21. Le 10 novembre 1993, la Cour fédérale du travail rejeta le pourvoi des requérants (numéro de dossier 7 AZR 600/92).

22. La Cour estima que l'immunité de juridiction interdisait toute procédure judiciaire et qu'une action dirigée contre un défendeur qui jouissait d'une telle immunité et n'y avait pas renoncé était irrecevable. Conformément à l'article 20 § 2 de la loi sur l'organisation judiciaire, la juridiction de l'Allemagne ne s'étendait pas aux organisations internationales qui en étaient exclues par le jeu d'accords internationaux. A cet égard, la Cour fédérale du travail constata qu'en vertu de l'article XV § 2 de la Convention de l'ASE, l'organisation jouissait des immunités prévues à l'annexe I de ladite Convention et qu'elle n'y avait pas renoncé au titre de l'article IV § 1 a) de cette annexe.

23. Quant à la question de la levée de l'immunité, la Cour estima que l'article 6 § 2 de l'Accord relatif à l'ESOC ne s'appliquait pas aux requérants ; ceux-ci n'avaient en effet pas été employés par l'ASE, mais avaient travaillé pour l'organisation en vertu d'un contrat de travail conclu avec un tiers.
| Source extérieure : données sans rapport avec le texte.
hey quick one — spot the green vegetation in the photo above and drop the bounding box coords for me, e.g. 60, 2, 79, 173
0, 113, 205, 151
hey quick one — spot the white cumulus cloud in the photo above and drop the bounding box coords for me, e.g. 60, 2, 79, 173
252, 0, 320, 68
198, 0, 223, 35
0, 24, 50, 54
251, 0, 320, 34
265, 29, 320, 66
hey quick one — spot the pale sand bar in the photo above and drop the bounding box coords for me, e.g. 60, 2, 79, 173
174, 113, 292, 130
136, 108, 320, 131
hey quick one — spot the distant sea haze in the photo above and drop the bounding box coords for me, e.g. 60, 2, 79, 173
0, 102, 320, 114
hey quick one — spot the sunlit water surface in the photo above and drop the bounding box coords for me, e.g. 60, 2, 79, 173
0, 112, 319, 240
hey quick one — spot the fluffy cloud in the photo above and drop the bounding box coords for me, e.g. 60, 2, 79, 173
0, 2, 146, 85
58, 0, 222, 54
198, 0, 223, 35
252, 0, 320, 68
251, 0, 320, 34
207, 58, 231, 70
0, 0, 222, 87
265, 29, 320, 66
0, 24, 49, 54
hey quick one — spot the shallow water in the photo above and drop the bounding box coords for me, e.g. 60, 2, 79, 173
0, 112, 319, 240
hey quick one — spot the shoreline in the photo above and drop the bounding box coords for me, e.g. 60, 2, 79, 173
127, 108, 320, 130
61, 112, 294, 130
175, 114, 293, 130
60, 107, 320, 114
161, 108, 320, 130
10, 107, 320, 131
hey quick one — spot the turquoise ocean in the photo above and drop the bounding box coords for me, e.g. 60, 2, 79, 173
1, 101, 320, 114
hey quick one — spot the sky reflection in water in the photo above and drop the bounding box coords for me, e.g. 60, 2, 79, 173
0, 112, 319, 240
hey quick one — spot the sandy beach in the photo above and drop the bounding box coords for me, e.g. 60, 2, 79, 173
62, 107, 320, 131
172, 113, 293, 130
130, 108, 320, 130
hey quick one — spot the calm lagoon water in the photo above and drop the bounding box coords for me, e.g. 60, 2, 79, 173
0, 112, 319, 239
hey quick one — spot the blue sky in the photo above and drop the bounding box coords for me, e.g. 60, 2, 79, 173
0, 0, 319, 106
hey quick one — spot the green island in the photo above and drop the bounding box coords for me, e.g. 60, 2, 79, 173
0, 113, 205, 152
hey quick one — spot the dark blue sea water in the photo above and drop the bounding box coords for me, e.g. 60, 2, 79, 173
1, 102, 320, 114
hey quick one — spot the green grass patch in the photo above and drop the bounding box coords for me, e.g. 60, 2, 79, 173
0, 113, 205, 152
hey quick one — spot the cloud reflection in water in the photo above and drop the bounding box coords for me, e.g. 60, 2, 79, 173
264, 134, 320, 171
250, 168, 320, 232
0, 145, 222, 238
Il n'y avait donc pas lieu d'examiner si la disposition en question entraînait la levée de l'immunité et si elle s'imposait à l'ASE.
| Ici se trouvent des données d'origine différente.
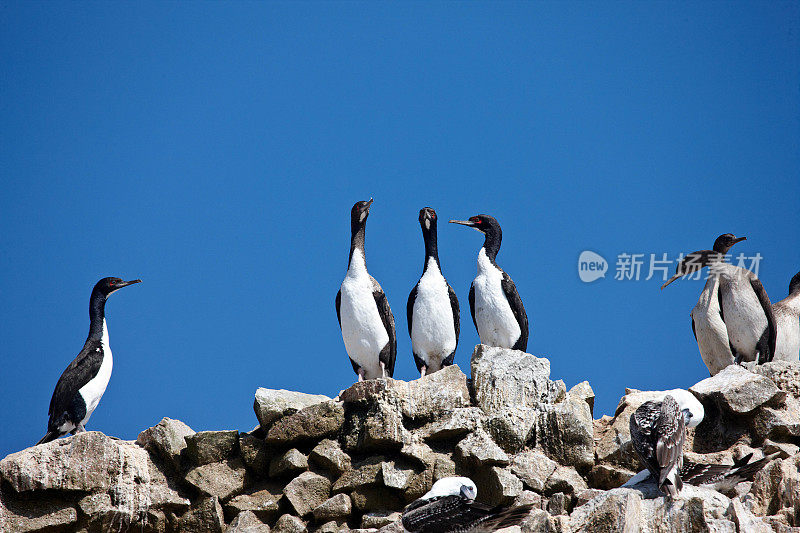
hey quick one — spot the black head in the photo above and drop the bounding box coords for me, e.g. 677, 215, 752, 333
449, 214, 501, 234
350, 199, 373, 227
789, 271, 800, 296
93, 277, 142, 297
713, 233, 746, 254
419, 207, 438, 232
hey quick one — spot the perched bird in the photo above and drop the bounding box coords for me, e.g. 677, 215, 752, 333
450, 215, 528, 352
407, 207, 460, 377
662, 234, 777, 365
628, 389, 704, 497
336, 199, 396, 381
38, 277, 142, 445
402, 476, 534, 533
771, 271, 800, 362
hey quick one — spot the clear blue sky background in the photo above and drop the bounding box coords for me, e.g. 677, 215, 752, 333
1, 3, 798, 458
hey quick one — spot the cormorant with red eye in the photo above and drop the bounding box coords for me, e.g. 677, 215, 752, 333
407, 207, 460, 377
37, 277, 142, 445
336, 199, 397, 381
449, 214, 528, 351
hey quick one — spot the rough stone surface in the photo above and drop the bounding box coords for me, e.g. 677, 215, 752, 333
266, 401, 344, 445
273, 514, 308, 533
185, 430, 239, 466
283, 471, 331, 517
227, 509, 271, 532
224, 485, 282, 522
690, 365, 783, 414
185, 458, 248, 500
137, 417, 195, 469
535, 395, 594, 471
511, 449, 558, 493
362, 511, 402, 529
313, 493, 352, 522
455, 430, 510, 467
254, 388, 331, 428
179, 496, 225, 533
269, 448, 308, 478
309, 439, 352, 476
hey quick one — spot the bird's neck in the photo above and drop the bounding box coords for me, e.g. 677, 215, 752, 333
482, 229, 501, 263
88, 291, 107, 341
348, 223, 367, 273
422, 226, 440, 273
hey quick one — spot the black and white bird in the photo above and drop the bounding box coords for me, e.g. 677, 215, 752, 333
449, 215, 528, 352
662, 234, 777, 365
37, 277, 141, 445
407, 207, 460, 377
628, 389, 704, 497
772, 271, 800, 362
336, 199, 397, 381
402, 476, 534, 533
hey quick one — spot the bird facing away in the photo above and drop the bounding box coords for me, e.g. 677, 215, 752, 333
38, 277, 142, 445
402, 476, 534, 533
449, 215, 528, 352
407, 207, 460, 377
629, 389, 704, 497
336, 199, 397, 381
771, 271, 800, 362
661, 234, 777, 365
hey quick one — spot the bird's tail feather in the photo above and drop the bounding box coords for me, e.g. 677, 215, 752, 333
471, 504, 535, 532
36, 431, 59, 445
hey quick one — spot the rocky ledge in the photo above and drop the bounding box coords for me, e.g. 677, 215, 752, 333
2, 346, 799, 532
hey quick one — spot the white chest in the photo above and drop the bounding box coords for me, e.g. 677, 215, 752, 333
718, 265, 768, 360
339, 250, 389, 377
774, 296, 800, 362
472, 249, 520, 349
78, 320, 113, 424
691, 276, 734, 375
411, 258, 457, 364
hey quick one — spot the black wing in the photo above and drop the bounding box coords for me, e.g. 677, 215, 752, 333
407, 283, 419, 337
47, 340, 104, 428
448, 282, 460, 348
691, 315, 698, 342
468, 282, 477, 333
335, 289, 342, 329
750, 277, 776, 363
630, 400, 661, 479
655, 395, 685, 492
372, 277, 397, 376
402, 495, 492, 533
501, 273, 529, 352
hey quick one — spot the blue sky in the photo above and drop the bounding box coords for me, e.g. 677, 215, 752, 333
1, 2, 798, 457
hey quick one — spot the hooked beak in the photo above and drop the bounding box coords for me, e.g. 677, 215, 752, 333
118, 279, 142, 288
460, 484, 476, 501
660, 274, 682, 290
733, 236, 747, 244
449, 219, 475, 227
365, 198, 374, 209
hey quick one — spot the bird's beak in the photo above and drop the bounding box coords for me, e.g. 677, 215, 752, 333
660, 274, 682, 290
460, 485, 476, 500
119, 279, 142, 288
449, 219, 475, 227
365, 198, 374, 209
733, 236, 747, 244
24. Par ailleurs, la Cour fédérale du travail ne constata aucune violation du droit d'accès à un tribunal protégé par l'article 19 § 4 de la Loi fondamentale (Grundgesetz), les actes de l'ASE, organisation internationale, ne pouvant être considérés comme étant des actes de puissance publique au sens de cette disposition.
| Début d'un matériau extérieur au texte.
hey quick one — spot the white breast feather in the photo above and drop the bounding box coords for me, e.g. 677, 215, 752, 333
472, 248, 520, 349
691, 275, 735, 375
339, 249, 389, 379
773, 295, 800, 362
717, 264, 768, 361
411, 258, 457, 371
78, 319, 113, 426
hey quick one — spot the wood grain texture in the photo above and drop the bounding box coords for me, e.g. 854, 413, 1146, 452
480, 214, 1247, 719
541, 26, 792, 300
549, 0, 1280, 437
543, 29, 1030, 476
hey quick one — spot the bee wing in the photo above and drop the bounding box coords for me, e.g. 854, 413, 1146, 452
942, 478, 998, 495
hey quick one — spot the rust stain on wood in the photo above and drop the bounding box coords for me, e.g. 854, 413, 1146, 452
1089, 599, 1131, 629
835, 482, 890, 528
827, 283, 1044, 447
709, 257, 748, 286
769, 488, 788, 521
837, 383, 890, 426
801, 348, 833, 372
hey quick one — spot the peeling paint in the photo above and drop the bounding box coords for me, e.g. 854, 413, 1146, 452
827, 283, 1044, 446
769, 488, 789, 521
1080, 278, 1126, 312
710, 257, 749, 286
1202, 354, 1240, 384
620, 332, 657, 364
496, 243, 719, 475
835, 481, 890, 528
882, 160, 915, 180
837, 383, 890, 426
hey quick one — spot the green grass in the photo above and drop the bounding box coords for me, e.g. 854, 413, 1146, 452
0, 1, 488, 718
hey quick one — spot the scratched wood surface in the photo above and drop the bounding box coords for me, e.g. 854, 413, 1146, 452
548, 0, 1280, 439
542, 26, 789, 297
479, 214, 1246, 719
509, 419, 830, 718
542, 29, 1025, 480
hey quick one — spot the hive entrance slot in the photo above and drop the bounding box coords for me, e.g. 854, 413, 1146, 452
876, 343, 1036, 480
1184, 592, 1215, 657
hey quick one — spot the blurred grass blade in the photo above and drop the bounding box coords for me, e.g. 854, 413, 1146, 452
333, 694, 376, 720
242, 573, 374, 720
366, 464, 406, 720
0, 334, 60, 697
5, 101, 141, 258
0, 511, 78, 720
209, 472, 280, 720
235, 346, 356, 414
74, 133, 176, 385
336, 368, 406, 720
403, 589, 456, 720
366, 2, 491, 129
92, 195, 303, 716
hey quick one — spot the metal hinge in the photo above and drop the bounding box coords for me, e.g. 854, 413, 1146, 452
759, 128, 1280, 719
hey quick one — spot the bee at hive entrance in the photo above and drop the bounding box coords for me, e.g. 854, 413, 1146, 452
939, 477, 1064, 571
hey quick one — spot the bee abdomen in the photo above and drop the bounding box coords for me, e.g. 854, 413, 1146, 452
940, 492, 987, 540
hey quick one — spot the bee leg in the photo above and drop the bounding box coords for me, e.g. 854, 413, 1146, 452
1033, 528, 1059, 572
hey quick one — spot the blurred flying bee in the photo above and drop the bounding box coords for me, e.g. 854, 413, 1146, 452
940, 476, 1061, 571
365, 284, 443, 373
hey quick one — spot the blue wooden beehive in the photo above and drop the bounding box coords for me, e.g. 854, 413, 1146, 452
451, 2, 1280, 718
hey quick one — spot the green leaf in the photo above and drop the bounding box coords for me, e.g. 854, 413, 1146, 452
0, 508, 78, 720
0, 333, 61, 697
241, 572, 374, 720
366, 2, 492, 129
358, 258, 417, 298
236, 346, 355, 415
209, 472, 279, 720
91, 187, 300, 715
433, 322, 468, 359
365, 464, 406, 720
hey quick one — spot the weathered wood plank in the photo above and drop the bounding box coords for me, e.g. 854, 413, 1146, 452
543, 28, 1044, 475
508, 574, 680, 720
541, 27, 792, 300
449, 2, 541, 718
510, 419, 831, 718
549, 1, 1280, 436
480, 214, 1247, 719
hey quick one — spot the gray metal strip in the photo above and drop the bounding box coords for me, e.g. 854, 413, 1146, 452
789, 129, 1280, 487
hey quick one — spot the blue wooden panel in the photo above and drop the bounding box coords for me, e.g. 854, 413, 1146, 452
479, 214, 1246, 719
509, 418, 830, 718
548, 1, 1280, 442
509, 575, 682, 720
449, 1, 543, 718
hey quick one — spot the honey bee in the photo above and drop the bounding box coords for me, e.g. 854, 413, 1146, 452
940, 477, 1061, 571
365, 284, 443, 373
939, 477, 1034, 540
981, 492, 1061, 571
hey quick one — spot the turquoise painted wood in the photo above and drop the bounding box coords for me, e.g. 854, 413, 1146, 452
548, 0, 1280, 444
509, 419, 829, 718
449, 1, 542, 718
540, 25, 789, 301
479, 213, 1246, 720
25. Enfin, la Cour fédérale estima qu'il n'était pas inhabituel d'accorder aux organisations internationales une assez grande latitude dans les questions de personnel. Les dispositions relatives à l'immunité de l'ASE ne se heurtaient pas aux principes fondamentaux du droit constitutionnel allemand. Les employés de l'ASE pouvaient saisir la Commission de recours interne, ou les contrats de travail devaient prévoir l'arbitrage conformément à l'article XXV de l'annexe I. En cas de contrat contraire à la loi sur le prêt de main-d'œuvre et non visé par la disposition susmentionnée, l'employé concerné n'était pas privé de protection juridique : il avait la possibilité d'engager une action contre son employeur. On ne pouvait décider dans le cadre d'une procédure devant les juridictions du travail si les requérants pouvaient exiger, au regard du droit public allemand, que le gouvernement allemand agisse de façon concrète et use de son influence pour qu'en l'espèce l'immunité soit levée ou l'affaire soumise à une procédure d'arbitrage international en vertu de l'article XVIII de la Convention de l'ASE.